Sometimes solutions are to be found within what we already know, but reaching those solutions requires us to think in a new way about that knowledge. Examples may be found in many fields, but, sticking to medicine and health, there are plenty of examples. To mention a few:

Thinking outside the known can be uncomfortable, because it can expose a person to ridicule and ostracism, even if that person is right. Perhaps more so if the person is right, because it threatens the status quo and challenges the years of study and research which has lead to the present state of knowledge. It requires honesty, humility and courage to admit that what one has spent decades on learning and researching, may be wrong.

There is also the resistance from vested interests, such as businesses and people in positions of power, when these rely on maintenance of the status quo.

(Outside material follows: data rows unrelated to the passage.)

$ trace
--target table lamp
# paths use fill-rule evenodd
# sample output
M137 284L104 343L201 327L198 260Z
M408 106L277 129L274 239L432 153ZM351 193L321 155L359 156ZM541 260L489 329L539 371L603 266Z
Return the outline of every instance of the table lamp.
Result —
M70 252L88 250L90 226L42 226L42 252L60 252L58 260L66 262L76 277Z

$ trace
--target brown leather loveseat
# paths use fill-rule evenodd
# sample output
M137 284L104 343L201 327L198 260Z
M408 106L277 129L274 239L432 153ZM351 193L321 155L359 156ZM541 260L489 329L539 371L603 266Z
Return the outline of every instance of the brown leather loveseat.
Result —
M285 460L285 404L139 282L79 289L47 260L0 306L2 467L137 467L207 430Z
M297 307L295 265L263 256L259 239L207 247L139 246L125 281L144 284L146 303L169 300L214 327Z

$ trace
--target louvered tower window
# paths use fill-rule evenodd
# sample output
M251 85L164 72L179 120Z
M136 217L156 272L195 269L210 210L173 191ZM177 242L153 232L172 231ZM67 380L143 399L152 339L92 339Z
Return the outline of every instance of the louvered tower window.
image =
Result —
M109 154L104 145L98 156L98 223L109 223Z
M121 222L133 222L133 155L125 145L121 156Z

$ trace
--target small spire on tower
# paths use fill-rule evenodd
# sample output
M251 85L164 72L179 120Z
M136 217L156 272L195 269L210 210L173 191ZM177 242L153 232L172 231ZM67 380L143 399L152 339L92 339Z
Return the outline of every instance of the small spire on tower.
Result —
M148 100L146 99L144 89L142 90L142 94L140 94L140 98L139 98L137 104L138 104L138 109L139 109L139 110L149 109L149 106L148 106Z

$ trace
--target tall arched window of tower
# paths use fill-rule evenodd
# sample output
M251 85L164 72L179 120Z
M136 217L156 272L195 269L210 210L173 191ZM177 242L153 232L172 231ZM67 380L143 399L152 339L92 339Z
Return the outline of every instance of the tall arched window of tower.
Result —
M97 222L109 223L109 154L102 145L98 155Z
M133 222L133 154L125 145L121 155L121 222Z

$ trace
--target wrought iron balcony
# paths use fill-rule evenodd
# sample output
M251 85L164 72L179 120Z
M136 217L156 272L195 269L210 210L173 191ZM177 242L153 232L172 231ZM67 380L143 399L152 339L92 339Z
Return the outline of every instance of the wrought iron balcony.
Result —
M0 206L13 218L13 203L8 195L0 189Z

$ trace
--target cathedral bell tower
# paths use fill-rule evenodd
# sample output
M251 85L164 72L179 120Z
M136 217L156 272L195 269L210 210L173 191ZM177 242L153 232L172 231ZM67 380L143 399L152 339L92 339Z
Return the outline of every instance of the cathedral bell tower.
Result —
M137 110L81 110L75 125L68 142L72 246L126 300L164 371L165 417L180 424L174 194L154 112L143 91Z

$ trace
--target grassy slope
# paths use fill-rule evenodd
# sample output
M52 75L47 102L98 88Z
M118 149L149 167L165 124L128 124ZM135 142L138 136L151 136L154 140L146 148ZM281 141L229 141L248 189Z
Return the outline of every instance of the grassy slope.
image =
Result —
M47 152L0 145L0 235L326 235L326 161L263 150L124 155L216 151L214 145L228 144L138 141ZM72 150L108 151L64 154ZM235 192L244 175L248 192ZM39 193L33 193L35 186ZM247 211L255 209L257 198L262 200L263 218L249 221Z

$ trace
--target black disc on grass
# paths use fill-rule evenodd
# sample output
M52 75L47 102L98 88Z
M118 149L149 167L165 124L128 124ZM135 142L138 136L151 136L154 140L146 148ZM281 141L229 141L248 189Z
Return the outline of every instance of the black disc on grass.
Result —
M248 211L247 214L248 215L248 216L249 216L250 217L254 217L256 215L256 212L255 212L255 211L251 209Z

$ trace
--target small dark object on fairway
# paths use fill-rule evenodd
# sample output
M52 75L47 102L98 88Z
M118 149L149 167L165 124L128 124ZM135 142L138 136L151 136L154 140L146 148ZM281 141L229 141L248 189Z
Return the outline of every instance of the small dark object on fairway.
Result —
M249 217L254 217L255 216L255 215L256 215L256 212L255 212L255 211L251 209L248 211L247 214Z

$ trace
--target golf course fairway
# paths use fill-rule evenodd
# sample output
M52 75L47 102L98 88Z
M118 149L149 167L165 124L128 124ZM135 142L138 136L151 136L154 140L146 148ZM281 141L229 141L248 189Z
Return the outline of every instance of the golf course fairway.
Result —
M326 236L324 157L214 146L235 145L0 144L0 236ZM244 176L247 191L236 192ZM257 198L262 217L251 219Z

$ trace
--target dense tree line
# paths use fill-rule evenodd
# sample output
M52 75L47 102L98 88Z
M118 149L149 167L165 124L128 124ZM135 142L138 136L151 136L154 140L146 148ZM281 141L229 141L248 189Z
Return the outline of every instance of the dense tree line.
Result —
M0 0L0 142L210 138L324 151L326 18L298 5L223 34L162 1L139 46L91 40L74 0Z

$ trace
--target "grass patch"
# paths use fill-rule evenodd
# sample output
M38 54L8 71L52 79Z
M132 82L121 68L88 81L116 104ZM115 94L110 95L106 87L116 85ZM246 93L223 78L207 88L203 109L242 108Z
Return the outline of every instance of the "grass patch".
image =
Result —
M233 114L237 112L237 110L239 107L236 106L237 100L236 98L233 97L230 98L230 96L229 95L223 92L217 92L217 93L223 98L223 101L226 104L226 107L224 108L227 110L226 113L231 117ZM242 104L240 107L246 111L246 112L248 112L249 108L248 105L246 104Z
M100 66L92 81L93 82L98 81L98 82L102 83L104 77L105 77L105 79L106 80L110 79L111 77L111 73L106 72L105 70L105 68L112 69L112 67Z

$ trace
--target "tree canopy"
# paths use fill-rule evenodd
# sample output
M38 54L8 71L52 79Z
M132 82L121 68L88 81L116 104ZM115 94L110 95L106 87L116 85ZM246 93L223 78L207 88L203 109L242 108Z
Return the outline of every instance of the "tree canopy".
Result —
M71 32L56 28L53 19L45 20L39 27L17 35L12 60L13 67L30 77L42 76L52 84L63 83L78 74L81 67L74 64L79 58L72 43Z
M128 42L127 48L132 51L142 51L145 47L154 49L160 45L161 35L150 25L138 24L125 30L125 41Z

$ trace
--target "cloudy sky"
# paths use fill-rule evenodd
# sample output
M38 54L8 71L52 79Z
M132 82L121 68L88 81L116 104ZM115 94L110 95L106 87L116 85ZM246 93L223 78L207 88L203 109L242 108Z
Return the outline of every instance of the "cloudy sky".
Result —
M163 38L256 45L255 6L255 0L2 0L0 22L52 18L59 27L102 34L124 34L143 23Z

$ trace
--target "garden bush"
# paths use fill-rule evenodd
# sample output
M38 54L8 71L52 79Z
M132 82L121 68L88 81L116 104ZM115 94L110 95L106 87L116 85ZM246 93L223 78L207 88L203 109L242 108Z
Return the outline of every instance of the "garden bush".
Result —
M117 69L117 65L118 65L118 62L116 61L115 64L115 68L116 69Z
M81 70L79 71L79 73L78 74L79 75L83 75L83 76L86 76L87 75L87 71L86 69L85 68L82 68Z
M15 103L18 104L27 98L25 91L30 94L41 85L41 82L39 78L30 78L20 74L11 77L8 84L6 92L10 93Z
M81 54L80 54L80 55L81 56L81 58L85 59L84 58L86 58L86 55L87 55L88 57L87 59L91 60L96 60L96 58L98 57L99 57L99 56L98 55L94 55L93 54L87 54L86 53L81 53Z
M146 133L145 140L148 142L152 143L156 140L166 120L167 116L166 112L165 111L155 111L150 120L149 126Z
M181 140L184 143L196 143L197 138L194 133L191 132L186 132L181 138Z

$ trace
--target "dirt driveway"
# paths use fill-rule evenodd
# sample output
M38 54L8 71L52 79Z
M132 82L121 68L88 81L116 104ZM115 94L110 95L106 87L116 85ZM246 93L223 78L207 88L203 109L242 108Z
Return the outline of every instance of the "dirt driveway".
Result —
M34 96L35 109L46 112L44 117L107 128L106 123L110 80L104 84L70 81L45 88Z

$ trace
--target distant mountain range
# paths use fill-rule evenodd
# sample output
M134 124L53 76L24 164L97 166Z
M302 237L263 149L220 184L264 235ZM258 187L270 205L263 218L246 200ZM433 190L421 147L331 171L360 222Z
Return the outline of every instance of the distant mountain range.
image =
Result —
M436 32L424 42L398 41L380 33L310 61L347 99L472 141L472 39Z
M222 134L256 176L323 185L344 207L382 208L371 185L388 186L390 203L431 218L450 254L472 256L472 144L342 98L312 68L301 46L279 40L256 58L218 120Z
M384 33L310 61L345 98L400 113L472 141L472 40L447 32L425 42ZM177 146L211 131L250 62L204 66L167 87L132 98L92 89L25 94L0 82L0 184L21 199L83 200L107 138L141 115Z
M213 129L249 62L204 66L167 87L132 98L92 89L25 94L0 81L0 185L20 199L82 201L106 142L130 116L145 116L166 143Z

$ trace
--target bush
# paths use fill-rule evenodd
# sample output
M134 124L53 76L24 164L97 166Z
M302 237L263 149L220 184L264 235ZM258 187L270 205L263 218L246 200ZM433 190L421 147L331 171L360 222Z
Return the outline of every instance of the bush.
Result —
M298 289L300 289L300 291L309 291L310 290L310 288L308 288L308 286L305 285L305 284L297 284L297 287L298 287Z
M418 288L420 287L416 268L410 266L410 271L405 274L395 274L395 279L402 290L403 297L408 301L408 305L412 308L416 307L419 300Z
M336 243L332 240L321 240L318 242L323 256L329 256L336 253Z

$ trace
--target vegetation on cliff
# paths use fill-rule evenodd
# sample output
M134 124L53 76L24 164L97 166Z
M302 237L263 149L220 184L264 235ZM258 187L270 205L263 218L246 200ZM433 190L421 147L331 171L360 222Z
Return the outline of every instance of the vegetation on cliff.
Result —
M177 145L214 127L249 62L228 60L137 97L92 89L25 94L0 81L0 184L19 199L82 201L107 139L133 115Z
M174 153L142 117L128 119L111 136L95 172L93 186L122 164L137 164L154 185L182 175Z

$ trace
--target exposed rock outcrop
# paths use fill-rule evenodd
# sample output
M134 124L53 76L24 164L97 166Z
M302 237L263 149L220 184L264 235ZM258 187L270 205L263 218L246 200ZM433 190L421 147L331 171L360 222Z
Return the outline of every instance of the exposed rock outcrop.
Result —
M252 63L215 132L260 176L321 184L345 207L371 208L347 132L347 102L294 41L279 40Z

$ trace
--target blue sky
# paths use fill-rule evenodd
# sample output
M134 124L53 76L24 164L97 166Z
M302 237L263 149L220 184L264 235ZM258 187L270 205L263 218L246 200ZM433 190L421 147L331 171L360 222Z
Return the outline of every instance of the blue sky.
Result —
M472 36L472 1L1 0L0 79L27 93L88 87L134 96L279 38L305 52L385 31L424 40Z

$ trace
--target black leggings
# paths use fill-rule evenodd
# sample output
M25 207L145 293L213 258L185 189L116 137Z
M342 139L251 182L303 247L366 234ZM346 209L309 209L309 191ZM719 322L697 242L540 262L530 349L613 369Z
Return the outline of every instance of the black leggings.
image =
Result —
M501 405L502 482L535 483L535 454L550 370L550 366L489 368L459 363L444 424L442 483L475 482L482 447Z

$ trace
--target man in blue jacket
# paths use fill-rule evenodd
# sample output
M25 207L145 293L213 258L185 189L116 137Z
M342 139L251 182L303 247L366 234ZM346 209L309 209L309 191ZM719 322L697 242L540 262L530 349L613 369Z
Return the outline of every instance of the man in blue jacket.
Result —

So how can this be changed? I don’t think it can. I believe that it is the way human societies operate and have always operated. This does not mean, however, that we should not try to change this situation. We must encourage those who are willing and able to think differently, to come up with unorthodox ideas and to question how things are currently done. When there is a critical mass of people who are willing to accept that a new idea may have merit, the idea has a good chance of being accepted.

“Never say that a thing is impossible, for you may be interrupted by someone doing it.” (Anon.)

References
  1. Interview with Margaret Throsby on ABC radio, 10:05 am on Monday 3rd April 2006.